10 months ago, I had basically zero coding experience.

I'm a corporate R&D researcher in Japan. My day job is not software. I have a family, limited time after work, and until last year I never seriously imagined I could ship a SaaS product by myself.

Then I started building with AI agents.

Claude Code, Codex, and ChatGPT changed what felt possible. I still had to make the decisions, debug the mess, learn the architecture, set up infrastructure, deal with email delivery, payments, domains, legal pages, and all the boring parts.

But without AI agents, I honestly don't think I would have gotten this far.

After about 10 months, I launched my first real SaaS product: OpenPharos.

It's a multilingual paper alert tool for researchers, built on OpenAlex. It sends research alerts with translated titles so non-native English researchers can scan papers in seconds.

Launching it felt strange.

On one hand, I had built something real. A year ago, I couldn't code. Now I had a working product, onboarding, email alerts, payments, and a public website.

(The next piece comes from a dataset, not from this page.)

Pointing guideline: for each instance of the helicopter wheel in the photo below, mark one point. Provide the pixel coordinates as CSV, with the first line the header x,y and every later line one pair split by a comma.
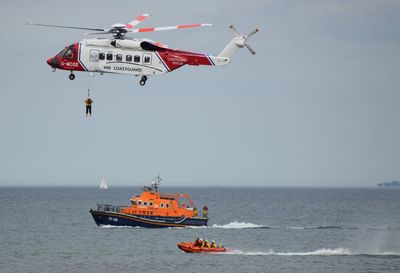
x,y
143,80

On the other hand, users did not magically appear.

The strangest part: in a small beta, Latin American testers reacted much more strongly than Japanese testers, even though I'm based in Japan. 7 out of 8 testers from Latin America gave strong positive feedback, compared with 4 out of 10 in Japan.

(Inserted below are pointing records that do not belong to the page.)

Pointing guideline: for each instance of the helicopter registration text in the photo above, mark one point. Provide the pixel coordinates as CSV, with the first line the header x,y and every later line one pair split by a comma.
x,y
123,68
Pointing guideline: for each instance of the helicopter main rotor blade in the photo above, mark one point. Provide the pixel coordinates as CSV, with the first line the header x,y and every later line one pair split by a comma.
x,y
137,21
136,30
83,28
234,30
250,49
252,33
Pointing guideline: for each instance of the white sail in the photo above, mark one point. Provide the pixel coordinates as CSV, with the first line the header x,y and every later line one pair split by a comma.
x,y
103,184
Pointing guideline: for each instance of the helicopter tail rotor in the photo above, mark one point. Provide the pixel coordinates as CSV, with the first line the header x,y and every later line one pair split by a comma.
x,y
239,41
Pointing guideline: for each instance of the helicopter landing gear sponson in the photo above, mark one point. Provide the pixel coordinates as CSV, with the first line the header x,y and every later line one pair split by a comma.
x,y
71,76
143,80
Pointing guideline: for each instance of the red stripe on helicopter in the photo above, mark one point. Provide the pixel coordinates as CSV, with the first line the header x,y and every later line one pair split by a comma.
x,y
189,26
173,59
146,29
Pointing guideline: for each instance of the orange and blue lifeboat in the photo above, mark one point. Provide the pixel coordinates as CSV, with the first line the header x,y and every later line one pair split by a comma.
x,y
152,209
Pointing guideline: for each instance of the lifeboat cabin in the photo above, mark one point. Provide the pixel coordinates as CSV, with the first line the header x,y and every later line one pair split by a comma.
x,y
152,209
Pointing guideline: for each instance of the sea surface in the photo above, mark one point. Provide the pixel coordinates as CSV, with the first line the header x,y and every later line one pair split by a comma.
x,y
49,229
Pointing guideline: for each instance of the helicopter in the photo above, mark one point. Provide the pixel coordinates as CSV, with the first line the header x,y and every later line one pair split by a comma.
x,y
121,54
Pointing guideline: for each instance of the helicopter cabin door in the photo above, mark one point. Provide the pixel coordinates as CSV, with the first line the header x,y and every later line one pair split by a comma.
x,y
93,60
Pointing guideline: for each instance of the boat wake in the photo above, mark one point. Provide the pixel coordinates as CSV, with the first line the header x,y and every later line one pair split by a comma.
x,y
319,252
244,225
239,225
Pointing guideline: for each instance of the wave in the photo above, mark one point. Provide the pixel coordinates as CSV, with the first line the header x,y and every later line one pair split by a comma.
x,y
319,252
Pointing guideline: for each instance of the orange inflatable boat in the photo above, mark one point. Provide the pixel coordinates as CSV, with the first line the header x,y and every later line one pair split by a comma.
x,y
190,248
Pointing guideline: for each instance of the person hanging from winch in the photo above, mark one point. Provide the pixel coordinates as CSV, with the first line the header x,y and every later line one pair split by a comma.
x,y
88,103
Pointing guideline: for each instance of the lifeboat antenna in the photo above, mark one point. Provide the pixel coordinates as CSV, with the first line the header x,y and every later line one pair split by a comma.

So the product seemed to resonate somewhere — just not where I expected. But I didn't have the network or channels to act on that signal.

That part hit me harder than expected.

AI made building much more accessible, but it did not remove the need for distribution, trust, positioning, and uncomfortable conversations with real people. In fact, it may have made the gap more obvious.

Shipping is no longer the finish line. It is just the point where the harder, more human work starts.

AI agents turn a motivated non-engineer into someone who can ship. But they don't tell you who cares enough to use the thing, who trusts you, or where to find them.

So now I'm trying to learn the part I avoided.

For those of you who built with AI agents:

  • What was the first distribution channel that actually gave you a real signal?
  • For non-US-based builders especially, how did you bridge the gap to your real audience?